By default the response includes the full bundle content. Combine with -o json and a file redirect to round-trip a bundle for editing:

anchorectl policy get strict-policy -o json > strict-policy.json

Update a Policy

Replace an existing policy with the contents of a JSON file. The ID inside the input file selects which policy to replace:

anchorectl policy update --input ./strict-policy.json

Update replaces the bundle in full — there is no partial update. To change a single field, retrieve the bundle, edit it locally, and submit the updated file.

Activate a Policy

Make a policy the active default for the account:

anchorectl policy activate strict-policy

The previously active policy is automatically marked inactive. Only one policy is active at a time.

Delete a Policy

Delete a policy by name or UUID:

anchorectl policy delete strict-policy

The active policy cannot be deleted. Activate a different policy first, then delete the one you no longer need.


Manage Policies with the API

Policy CRUD is exposed under /policies — create, list, get, update, and delete operations are all available. The full endpoint inventory, request and response schemas (including the complete bundle schema), and error codes are in the API browser; search for the Policies tag.

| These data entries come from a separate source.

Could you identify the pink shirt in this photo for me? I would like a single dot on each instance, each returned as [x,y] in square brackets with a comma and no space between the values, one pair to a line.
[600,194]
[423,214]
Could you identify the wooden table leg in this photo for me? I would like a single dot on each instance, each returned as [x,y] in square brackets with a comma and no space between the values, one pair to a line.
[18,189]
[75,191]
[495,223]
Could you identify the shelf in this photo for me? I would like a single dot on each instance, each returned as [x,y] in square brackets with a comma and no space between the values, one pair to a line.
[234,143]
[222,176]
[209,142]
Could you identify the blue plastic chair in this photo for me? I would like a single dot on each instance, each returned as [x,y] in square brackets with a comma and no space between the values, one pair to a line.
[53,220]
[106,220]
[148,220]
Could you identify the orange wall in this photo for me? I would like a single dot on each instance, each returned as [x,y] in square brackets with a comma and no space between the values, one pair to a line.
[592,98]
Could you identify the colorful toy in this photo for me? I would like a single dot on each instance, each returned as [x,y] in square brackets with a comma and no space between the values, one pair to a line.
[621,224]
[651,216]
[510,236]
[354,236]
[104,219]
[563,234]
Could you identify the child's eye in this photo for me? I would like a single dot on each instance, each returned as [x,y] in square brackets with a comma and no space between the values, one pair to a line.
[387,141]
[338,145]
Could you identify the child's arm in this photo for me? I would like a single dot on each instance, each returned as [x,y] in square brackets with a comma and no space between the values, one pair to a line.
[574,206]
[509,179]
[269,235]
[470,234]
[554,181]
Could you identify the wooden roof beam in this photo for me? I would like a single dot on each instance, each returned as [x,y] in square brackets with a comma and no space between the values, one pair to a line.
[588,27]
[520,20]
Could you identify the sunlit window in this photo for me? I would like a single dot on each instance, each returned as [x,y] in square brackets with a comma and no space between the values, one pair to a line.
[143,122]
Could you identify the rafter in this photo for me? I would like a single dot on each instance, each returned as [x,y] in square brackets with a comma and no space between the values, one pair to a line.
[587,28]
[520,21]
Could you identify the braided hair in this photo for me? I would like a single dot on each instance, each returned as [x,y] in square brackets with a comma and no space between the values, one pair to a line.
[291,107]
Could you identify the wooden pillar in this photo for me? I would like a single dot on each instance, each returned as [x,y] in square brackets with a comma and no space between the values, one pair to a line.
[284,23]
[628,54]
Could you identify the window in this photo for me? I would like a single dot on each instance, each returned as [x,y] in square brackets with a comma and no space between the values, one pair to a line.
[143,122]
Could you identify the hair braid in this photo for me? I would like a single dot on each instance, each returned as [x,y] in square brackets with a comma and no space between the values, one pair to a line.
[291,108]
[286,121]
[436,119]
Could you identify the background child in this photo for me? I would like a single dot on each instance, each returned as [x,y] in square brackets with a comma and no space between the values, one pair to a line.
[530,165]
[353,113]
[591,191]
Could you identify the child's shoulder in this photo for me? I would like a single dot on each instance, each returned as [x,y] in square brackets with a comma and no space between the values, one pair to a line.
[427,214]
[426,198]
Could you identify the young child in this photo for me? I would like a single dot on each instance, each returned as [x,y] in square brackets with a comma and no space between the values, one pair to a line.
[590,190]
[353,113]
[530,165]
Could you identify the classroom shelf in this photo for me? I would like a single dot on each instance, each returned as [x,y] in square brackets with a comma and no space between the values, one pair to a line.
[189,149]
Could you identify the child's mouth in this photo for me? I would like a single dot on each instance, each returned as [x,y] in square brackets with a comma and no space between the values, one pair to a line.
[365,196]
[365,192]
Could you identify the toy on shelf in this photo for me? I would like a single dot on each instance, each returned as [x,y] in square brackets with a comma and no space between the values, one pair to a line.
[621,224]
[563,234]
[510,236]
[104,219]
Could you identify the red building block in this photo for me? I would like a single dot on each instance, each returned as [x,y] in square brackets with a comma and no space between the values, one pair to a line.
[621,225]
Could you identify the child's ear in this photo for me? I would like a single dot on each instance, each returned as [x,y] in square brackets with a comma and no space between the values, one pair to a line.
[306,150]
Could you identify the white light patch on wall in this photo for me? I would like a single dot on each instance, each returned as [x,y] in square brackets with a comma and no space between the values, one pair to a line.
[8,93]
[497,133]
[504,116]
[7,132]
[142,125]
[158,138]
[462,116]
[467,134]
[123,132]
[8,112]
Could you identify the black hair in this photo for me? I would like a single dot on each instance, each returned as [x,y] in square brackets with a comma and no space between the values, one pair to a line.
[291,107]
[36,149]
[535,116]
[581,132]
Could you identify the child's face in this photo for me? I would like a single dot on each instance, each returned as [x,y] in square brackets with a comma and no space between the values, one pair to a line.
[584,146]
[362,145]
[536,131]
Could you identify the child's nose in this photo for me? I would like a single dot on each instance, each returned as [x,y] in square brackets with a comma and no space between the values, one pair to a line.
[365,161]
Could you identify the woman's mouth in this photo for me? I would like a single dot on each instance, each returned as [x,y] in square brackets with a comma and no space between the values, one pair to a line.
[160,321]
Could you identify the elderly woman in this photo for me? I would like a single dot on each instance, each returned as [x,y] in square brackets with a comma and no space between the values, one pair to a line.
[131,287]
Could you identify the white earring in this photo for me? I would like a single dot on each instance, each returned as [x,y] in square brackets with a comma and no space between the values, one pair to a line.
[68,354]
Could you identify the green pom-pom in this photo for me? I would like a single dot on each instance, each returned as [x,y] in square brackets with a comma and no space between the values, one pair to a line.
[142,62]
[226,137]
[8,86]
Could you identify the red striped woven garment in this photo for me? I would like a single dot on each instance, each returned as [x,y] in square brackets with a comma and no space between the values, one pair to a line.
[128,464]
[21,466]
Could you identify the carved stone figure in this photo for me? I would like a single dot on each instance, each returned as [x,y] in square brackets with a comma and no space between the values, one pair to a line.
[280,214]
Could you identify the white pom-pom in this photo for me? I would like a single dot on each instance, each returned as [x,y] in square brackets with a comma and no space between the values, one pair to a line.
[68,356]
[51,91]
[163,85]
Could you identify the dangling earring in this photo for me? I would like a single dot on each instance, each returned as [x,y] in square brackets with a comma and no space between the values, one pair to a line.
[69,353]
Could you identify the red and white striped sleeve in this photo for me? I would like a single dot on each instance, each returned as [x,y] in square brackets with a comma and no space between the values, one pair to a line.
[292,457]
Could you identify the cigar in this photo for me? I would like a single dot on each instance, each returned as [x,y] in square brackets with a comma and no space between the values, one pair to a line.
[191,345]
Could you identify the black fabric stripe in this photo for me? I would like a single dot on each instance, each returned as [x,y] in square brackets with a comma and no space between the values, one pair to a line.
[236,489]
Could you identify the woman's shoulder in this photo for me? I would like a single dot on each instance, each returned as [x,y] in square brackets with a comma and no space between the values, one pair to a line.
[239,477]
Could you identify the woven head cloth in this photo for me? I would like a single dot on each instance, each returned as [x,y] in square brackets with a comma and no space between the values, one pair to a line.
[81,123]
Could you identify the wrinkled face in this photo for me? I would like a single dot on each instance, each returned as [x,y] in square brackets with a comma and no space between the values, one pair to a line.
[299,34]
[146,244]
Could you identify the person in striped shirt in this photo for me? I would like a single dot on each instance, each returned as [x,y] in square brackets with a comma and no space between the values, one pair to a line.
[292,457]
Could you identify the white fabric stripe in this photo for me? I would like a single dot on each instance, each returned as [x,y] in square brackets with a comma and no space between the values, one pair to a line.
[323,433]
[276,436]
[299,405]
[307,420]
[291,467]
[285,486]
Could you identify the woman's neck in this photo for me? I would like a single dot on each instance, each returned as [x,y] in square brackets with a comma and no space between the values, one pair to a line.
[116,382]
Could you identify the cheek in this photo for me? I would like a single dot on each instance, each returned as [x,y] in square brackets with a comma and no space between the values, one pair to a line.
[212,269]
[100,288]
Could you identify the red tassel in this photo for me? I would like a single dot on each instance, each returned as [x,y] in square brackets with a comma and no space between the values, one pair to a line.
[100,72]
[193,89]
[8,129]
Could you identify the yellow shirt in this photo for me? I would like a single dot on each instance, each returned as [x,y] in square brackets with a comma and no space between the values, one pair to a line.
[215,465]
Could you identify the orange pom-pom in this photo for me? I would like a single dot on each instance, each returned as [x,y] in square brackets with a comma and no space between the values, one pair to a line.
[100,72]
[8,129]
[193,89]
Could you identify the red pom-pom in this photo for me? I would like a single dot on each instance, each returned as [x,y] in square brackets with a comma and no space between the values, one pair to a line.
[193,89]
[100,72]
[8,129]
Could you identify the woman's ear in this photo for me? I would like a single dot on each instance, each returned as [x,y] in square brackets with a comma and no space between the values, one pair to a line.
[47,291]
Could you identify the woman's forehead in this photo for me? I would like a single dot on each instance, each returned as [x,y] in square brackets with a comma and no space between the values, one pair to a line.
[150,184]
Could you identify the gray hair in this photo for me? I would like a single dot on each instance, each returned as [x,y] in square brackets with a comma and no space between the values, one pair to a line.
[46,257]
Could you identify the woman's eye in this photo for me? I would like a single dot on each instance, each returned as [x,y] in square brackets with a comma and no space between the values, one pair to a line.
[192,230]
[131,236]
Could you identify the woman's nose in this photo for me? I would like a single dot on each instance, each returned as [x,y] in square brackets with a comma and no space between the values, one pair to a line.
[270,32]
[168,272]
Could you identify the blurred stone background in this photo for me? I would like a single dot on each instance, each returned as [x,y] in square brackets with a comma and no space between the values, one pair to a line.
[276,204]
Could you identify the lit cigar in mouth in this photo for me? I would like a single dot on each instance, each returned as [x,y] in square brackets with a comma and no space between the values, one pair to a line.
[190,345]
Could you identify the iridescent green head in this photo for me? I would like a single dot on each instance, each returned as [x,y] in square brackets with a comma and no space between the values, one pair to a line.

A few conventions worth knowing as you call these endpoints:

  • The bundle uploaded on POST /policies and PUT /policies/{policy_id} is the same JSON shape that AnchoreCTL submits and the GUI emits. There is no separate API-only format.
  • The detail query parameter on GET /policies controls whether each entry in the list response carries its full bundle content or just metadata.
  • Activation is set with the active query parameter on PUT /policies/{policy_id} (the update endpoint). Marking a policy active automatically deactivates the previously active one; an active policy cannot be deactivated directly (activate a different policy instead). The AnchoreCTL policy activate command wraps this.
  • Cross-account requests follow the standard pattern — see Account Scoping.